みなさん、お疲れ様でした。
作業所での地震・津波・原発事故との格闘で、若い人たちも中堅どころも、古い人たちも顔を合わせることがなかなかできなかったので、久しぶりに貴重な時間でした。
震災後のふくしまの姿は、大切なものを考えさせる、貴重な提言です。二日間丁寧に気さくにお付き合いしてくれた西村きょうされん理事長、設楽 前、福島県自立生活センター協議会代表 両名様、本当にありがとうございました。
いつも福島に寄り添い、心にとどめてくださる西村理事長から研修後、届いたエールを載せます。
「全国大会成功の元気と勇気はみなさんの心の中に財産として残っているはず……」私たちは、これを守り育てていかねばと再び感じさせてもらった研修会でした。
報告者:教育・研修担当 杉原正博
去る平成27年1月17日(土)、18日(日)の2日間、きょうされん福島支部主催の研修会が開催されました。
今回のテーマ「あれから四年 私たちがこれからも大切にしなければならないこと」のもと、13施設32名の方が磐梯熱海清稜山倶楽部に参集し、二日間に渡り、研修を行いました。第一日目の報告をしたいと思います。

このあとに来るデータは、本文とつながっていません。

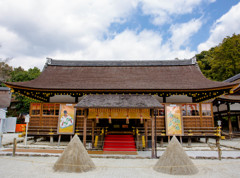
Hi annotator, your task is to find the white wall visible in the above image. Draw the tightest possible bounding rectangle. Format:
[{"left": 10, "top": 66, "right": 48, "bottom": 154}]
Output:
[
  {"left": 166, "top": 95, "right": 192, "bottom": 103},
  {"left": 50, "top": 95, "right": 75, "bottom": 103},
  {"left": 230, "top": 103, "right": 240, "bottom": 111}
]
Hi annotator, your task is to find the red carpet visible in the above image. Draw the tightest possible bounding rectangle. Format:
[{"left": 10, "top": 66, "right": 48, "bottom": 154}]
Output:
[{"left": 103, "top": 135, "right": 137, "bottom": 151}]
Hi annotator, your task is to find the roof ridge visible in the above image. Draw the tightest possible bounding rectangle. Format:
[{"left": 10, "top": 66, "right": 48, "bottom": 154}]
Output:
[{"left": 44, "top": 58, "right": 196, "bottom": 68}]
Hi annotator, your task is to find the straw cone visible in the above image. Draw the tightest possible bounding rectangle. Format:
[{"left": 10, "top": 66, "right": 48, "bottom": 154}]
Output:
[
  {"left": 53, "top": 135, "right": 96, "bottom": 172},
  {"left": 153, "top": 136, "right": 198, "bottom": 175}
]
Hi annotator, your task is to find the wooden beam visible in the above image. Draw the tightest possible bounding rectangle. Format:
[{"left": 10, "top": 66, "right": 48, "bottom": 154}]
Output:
[{"left": 83, "top": 111, "right": 87, "bottom": 147}]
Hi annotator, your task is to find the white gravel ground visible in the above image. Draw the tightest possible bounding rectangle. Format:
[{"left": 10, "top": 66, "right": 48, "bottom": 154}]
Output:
[{"left": 0, "top": 156, "right": 240, "bottom": 178}]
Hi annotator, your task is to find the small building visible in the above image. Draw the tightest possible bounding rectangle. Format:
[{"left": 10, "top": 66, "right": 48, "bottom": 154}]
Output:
[
  {"left": 0, "top": 87, "right": 11, "bottom": 110},
  {"left": 6, "top": 59, "right": 236, "bottom": 154},
  {"left": 213, "top": 73, "right": 240, "bottom": 137}
]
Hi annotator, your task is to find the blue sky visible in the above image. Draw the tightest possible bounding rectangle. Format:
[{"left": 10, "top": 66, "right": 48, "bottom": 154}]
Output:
[{"left": 0, "top": 0, "right": 240, "bottom": 69}]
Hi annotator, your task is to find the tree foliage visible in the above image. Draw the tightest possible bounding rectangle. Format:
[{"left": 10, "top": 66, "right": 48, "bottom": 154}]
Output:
[
  {"left": 196, "top": 34, "right": 240, "bottom": 81},
  {"left": 0, "top": 61, "right": 41, "bottom": 116}
]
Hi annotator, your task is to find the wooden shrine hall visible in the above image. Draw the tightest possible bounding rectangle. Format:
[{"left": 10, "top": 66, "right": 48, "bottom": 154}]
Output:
[{"left": 6, "top": 59, "right": 237, "bottom": 154}]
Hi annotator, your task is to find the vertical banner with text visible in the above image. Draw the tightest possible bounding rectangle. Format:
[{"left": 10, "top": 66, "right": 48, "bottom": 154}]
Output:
[
  {"left": 58, "top": 104, "right": 75, "bottom": 134},
  {"left": 165, "top": 104, "right": 183, "bottom": 136}
]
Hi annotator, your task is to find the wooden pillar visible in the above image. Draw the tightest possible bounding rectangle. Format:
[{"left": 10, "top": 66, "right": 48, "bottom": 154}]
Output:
[
  {"left": 75, "top": 96, "right": 78, "bottom": 103},
  {"left": 227, "top": 103, "right": 232, "bottom": 139},
  {"left": 58, "top": 135, "right": 61, "bottom": 146},
  {"left": 92, "top": 119, "right": 95, "bottom": 148},
  {"left": 144, "top": 119, "right": 148, "bottom": 148},
  {"left": 188, "top": 137, "right": 192, "bottom": 147},
  {"left": 152, "top": 117, "right": 155, "bottom": 158},
  {"left": 160, "top": 137, "right": 163, "bottom": 147},
  {"left": 50, "top": 135, "right": 53, "bottom": 145},
  {"left": 236, "top": 115, "right": 240, "bottom": 130},
  {"left": 83, "top": 111, "right": 87, "bottom": 147}
]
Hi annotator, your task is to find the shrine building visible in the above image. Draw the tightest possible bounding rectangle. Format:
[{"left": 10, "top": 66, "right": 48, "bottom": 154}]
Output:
[{"left": 6, "top": 58, "right": 237, "bottom": 154}]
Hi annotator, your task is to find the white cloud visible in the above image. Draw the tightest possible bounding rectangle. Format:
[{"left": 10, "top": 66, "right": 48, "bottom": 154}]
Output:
[
  {"left": 52, "top": 30, "right": 195, "bottom": 64},
  {"left": 140, "top": 0, "right": 210, "bottom": 25},
  {"left": 198, "top": 3, "right": 240, "bottom": 52},
  {"left": 170, "top": 19, "right": 202, "bottom": 49},
  {"left": 0, "top": 0, "right": 212, "bottom": 68}
]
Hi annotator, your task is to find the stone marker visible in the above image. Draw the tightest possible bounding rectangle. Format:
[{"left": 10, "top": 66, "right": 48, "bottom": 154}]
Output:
[
  {"left": 53, "top": 135, "right": 96, "bottom": 172},
  {"left": 153, "top": 136, "right": 198, "bottom": 175}
]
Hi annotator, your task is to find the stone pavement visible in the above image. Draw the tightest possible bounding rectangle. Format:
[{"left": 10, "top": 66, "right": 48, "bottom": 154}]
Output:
[{"left": 0, "top": 134, "right": 240, "bottom": 159}]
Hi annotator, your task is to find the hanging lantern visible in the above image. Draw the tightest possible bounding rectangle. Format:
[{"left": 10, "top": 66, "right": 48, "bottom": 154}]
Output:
[
  {"left": 126, "top": 116, "right": 129, "bottom": 124},
  {"left": 108, "top": 116, "right": 112, "bottom": 124},
  {"left": 96, "top": 115, "right": 99, "bottom": 124}
]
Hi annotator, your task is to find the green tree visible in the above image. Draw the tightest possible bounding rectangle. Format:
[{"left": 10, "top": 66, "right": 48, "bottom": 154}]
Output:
[
  {"left": 196, "top": 34, "right": 240, "bottom": 81},
  {"left": 10, "top": 67, "right": 41, "bottom": 115},
  {"left": 0, "top": 61, "right": 13, "bottom": 86}
]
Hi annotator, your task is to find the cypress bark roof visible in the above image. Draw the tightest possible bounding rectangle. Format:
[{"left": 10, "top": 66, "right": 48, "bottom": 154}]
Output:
[
  {"left": 75, "top": 95, "right": 162, "bottom": 108},
  {"left": 7, "top": 59, "right": 234, "bottom": 90}
]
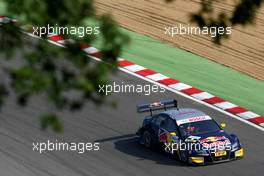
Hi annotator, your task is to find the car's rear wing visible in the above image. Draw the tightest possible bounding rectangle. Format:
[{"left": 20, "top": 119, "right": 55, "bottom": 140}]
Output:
[{"left": 137, "top": 99, "right": 178, "bottom": 115}]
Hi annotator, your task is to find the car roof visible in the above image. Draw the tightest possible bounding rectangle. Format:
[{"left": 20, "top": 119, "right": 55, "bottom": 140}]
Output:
[{"left": 161, "top": 108, "right": 207, "bottom": 121}]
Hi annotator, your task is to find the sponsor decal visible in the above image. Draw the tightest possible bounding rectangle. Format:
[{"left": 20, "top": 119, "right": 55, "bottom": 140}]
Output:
[
  {"left": 177, "top": 116, "right": 212, "bottom": 125},
  {"left": 200, "top": 136, "right": 231, "bottom": 148},
  {"left": 159, "top": 132, "right": 168, "bottom": 142}
]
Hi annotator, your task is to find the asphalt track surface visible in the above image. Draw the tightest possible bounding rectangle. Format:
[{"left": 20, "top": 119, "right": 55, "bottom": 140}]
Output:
[{"left": 0, "top": 38, "right": 264, "bottom": 176}]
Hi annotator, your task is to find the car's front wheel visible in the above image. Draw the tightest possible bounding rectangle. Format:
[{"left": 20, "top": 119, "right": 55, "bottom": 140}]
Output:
[
  {"left": 143, "top": 130, "right": 152, "bottom": 148},
  {"left": 179, "top": 150, "right": 188, "bottom": 163}
]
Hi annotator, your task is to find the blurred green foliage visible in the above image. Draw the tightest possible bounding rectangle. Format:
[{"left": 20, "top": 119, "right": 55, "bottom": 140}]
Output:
[
  {"left": 0, "top": 0, "right": 129, "bottom": 132},
  {"left": 165, "top": 0, "right": 264, "bottom": 44}
]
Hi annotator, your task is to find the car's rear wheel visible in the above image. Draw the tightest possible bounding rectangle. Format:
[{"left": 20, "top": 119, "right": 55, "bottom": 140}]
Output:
[
  {"left": 179, "top": 150, "right": 188, "bottom": 163},
  {"left": 143, "top": 130, "right": 152, "bottom": 148}
]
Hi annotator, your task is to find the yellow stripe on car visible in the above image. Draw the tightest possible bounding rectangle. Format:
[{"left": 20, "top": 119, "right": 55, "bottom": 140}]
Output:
[
  {"left": 235, "top": 148, "right": 244, "bottom": 157},
  {"left": 189, "top": 157, "right": 204, "bottom": 164}
]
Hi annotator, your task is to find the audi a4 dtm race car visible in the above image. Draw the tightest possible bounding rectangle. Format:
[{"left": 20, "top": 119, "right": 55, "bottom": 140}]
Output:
[{"left": 137, "top": 100, "right": 244, "bottom": 164}]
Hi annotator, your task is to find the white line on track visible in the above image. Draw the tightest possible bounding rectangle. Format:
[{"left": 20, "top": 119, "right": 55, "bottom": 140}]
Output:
[{"left": 24, "top": 32, "right": 264, "bottom": 132}]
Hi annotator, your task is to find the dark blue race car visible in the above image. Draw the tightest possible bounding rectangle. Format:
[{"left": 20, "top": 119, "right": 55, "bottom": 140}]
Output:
[{"left": 137, "top": 100, "right": 244, "bottom": 164}]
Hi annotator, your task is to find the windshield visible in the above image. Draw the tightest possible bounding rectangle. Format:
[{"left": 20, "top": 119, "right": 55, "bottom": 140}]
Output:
[{"left": 179, "top": 120, "right": 220, "bottom": 136}]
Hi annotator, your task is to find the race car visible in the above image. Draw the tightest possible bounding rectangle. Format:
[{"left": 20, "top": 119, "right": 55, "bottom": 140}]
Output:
[{"left": 136, "top": 99, "right": 244, "bottom": 165}]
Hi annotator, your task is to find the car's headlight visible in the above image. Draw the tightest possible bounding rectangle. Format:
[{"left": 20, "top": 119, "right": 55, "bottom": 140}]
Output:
[{"left": 232, "top": 142, "right": 239, "bottom": 150}]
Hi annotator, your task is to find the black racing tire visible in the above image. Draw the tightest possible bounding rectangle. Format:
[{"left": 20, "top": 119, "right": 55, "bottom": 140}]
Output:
[
  {"left": 179, "top": 150, "right": 188, "bottom": 163},
  {"left": 142, "top": 130, "right": 153, "bottom": 148}
]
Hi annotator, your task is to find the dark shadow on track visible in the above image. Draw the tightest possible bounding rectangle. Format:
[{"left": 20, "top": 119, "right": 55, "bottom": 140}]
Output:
[{"left": 95, "top": 134, "right": 188, "bottom": 167}]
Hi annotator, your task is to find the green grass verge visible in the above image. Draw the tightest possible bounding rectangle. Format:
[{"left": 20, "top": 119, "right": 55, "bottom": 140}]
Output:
[
  {"left": 0, "top": 3, "right": 264, "bottom": 115},
  {"left": 116, "top": 30, "right": 264, "bottom": 115}
]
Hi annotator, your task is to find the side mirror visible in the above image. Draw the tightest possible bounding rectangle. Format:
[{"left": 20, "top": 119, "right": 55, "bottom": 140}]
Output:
[
  {"left": 170, "top": 132, "right": 177, "bottom": 136},
  {"left": 220, "top": 122, "right": 226, "bottom": 129},
  {"left": 160, "top": 120, "right": 165, "bottom": 127}
]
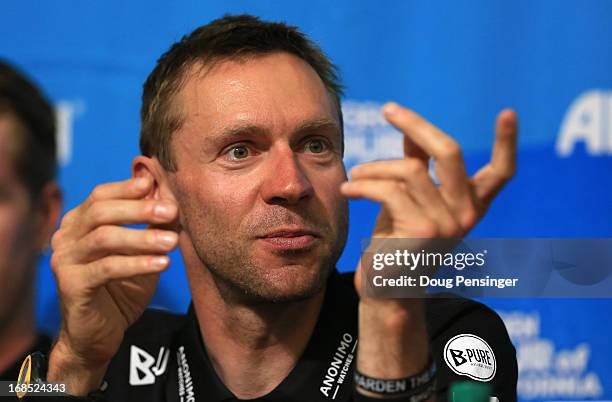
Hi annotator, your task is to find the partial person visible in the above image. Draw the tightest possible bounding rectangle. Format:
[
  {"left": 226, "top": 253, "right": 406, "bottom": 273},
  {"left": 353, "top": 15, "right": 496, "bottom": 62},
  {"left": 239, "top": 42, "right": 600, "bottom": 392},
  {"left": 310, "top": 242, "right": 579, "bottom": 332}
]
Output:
[
  {"left": 0, "top": 60, "right": 62, "bottom": 381},
  {"left": 39, "top": 16, "right": 517, "bottom": 402}
]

第一日目は福島支部長、和田庄司さんのご挨拶のあと、【講座Ⅰ】、きょうされん理事長 西村直さんが基調報告として「今この国はどう進もうとしているのか そして私たちは」という演題で講演をして下さいました。昨年7月の総選挙は集団的自衛権の閣議決定や生保基準引き下げが始まった日、また病床転換の試行事業が始まった日として、わが国に暗雲が立ち込めた日であるとの認識や、社会福祉法人見直しの動き等、本質をそらして歴史的成果を評価する事なく、「制度の不満により起こった矛盾」をことさら強調し、取り上げ、実践成果を打消し、分断を持ち込むやり方だと分析しておられました。しかし私たちは障害者権利条約の批准を確かな羅針盤にし、先人達が闘いと運動の中で勝ち取ってきた憲法をはじめとした法律や制度のもと、ひとり1人を認め合い、大切にする制度や地域づくりのためにどうするか、全国の力でどっしりと構え、幅広い方々との連携した運動(世論づくり)をして行かなければならない事を教示して下さいました。

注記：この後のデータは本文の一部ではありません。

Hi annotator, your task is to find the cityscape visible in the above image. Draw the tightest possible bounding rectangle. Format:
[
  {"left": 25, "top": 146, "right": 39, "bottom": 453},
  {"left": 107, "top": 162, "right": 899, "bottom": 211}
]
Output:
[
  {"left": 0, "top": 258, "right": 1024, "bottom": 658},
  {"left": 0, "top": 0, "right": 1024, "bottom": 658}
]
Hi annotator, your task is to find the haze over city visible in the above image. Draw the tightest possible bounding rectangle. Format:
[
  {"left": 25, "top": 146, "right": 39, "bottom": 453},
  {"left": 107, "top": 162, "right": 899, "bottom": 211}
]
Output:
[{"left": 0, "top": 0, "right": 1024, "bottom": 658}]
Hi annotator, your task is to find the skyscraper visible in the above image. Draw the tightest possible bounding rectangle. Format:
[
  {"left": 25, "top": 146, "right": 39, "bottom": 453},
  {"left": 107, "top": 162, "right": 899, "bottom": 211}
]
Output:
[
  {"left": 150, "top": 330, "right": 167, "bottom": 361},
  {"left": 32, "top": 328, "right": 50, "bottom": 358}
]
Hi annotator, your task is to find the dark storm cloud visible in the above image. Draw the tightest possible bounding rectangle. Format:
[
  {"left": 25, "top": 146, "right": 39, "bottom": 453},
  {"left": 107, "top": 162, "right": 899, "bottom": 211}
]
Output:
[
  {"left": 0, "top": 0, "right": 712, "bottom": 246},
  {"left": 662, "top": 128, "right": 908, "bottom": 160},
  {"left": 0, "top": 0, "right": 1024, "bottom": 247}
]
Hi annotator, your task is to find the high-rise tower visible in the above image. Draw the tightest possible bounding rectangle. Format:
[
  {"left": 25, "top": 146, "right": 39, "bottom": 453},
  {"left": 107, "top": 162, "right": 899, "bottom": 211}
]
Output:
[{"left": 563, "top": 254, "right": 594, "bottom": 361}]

【講座Ⅱ】は「あれから四年 報告」として古市貴之さんが相談支援員として動いてきた経過とその内容を報告してくれました。また今後は圏域全体の福祉の向上につながるように貢献できるNPO法人を目指したいと話されていました。
二人目の報告として(有)ピパネット 代表取締役杉原正博が「ピーターパンデイサービスセンターのあゆみ」を語り、障がいが重い方の就労B事業の難しさ、就労の質の問題と工賃アップをいかにはかって行くか、話されました。
三人目の報告者はほっと悠の紺野正直さんに「ほっと悠 あれから四年 今思う事」と題して、デイサポートぴーなっつ石田広之さんの絶妙なインタビューのもと、思いを語って頂きました。念願であった1人暮らしが実現したことなど話されていました。

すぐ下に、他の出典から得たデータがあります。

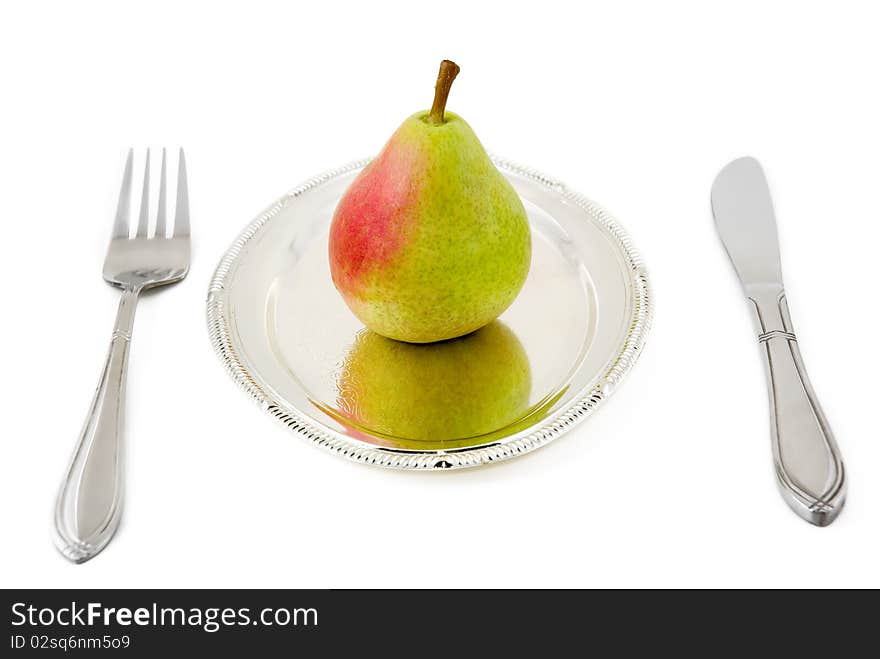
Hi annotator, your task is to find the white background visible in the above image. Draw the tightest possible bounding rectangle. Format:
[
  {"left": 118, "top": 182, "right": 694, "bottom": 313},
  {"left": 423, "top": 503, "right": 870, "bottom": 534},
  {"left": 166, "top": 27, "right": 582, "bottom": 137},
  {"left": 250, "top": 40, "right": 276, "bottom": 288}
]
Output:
[{"left": 0, "top": 0, "right": 880, "bottom": 587}]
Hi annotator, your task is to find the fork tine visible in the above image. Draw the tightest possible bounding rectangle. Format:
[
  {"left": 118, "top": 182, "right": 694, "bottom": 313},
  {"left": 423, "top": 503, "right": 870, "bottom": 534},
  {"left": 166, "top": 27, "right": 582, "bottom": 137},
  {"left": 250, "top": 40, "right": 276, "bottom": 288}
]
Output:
[
  {"left": 174, "top": 149, "right": 189, "bottom": 238},
  {"left": 137, "top": 149, "right": 150, "bottom": 238},
  {"left": 156, "top": 147, "right": 165, "bottom": 238},
  {"left": 113, "top": 149, "right": 134, "bottom": 238}
]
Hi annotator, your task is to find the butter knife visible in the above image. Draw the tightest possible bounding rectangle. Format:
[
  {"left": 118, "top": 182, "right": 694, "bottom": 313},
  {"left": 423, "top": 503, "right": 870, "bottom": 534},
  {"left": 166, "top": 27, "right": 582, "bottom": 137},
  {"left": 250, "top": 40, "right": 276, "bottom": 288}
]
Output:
[{"left": 712, "top": 158, "right": 846, "bottom": 526}]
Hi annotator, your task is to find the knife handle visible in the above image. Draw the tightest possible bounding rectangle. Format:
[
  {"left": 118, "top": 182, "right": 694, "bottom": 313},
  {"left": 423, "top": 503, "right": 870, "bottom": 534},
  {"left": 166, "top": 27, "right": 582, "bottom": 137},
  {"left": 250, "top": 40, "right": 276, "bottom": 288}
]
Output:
[{"left": 749, "top": 289, "right": 846, "bottom": 526}]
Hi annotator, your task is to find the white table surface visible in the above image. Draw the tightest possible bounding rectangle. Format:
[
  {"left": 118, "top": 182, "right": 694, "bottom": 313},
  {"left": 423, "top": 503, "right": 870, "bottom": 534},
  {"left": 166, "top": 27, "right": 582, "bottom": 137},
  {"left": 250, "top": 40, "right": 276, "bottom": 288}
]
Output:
[{"left": 0, "top": 0, "right": 880, "bottom": 588}]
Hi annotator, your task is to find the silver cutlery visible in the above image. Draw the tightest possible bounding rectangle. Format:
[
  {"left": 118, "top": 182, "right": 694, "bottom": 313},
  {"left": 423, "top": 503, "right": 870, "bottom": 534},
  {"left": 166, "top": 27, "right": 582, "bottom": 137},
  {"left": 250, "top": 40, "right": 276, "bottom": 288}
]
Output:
[
  {"left": 712, "top": 158, "right": 846, "bottom": 526},
  {"left": 55, "top": 149, "right": 190, "bottom": 563}
]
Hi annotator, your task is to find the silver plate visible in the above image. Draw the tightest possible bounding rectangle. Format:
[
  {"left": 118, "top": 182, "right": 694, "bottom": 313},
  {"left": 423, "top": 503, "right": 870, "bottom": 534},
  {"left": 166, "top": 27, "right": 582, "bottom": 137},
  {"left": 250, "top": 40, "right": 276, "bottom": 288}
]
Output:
[{"left": 207, "top": 159, "right": 651, "bottom": 470}]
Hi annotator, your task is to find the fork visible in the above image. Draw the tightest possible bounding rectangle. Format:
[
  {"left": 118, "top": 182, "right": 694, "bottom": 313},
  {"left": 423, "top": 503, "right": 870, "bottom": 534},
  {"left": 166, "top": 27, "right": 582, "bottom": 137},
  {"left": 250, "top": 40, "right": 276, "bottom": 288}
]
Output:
[{"left": 55, "top": 149, "right": 190, "bottom": 563}]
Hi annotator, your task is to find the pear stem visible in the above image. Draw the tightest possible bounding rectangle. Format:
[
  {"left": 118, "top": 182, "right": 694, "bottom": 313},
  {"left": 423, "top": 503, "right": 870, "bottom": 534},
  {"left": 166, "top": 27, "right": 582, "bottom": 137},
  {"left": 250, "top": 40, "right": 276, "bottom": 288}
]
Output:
[{"left": 428, "top": 59, "right": 461, "bottom": 126}]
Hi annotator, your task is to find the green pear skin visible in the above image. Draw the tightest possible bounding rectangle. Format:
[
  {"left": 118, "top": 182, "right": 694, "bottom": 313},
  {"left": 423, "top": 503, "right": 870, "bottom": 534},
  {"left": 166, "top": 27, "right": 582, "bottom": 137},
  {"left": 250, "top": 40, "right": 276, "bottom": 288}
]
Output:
[
  {"left": 329, "top": 65, "right": 531, "bottom": 343},
  {"left": 337, "top": 321, "right": 531, "bottom": 448}
]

次のコマは講座Ⅱの3本のレポートを聞いて、「自分の事業所と重ねてキーワードを話そう」と言う、【グループワーク】を行いました。6つのグループに分かれ、3本のレポートを聞き、「印象に残った言葉」「よくわかる共感した言葉」「気にするすんなり受け入れられない言葉」をポストイットにそれぞれ書き、グループで議論し、それぞれグループごとに発表しました。中には議論が白熱し、1本のレポートだけを集中して討議したグループもあり、それぞれ活発に意見交換が行なわれ、有意義なグループワークを行なう事が出来たようでした。
最後に【講演】「当事者視点 あたりまえってなに」と題し、元ILセンター福島所長、前JDF被災地障がい者支援センターふくしまボランテイアスタッフの設楽俊司さんに当事者目線で、様々な体験を基にした思いを語って頂きました。今の法律の矛盾点や経済活動が出来ない利用者は厄介者的な構造になっている現在の自立支援法、工賃のアップというところだけを重視すると、障がいの重い方の人権、人間性の向上という、最も重要なことを見失う。「当事者が作り上げる」制度設計を!と訴えておられました。フロアーからも人間を労働力のみで価値判断する自立支援法の矛盾点を指摘し、設楽さんの考えに賛同を唱える意見も多く出、示唆深い有意義な講演でした。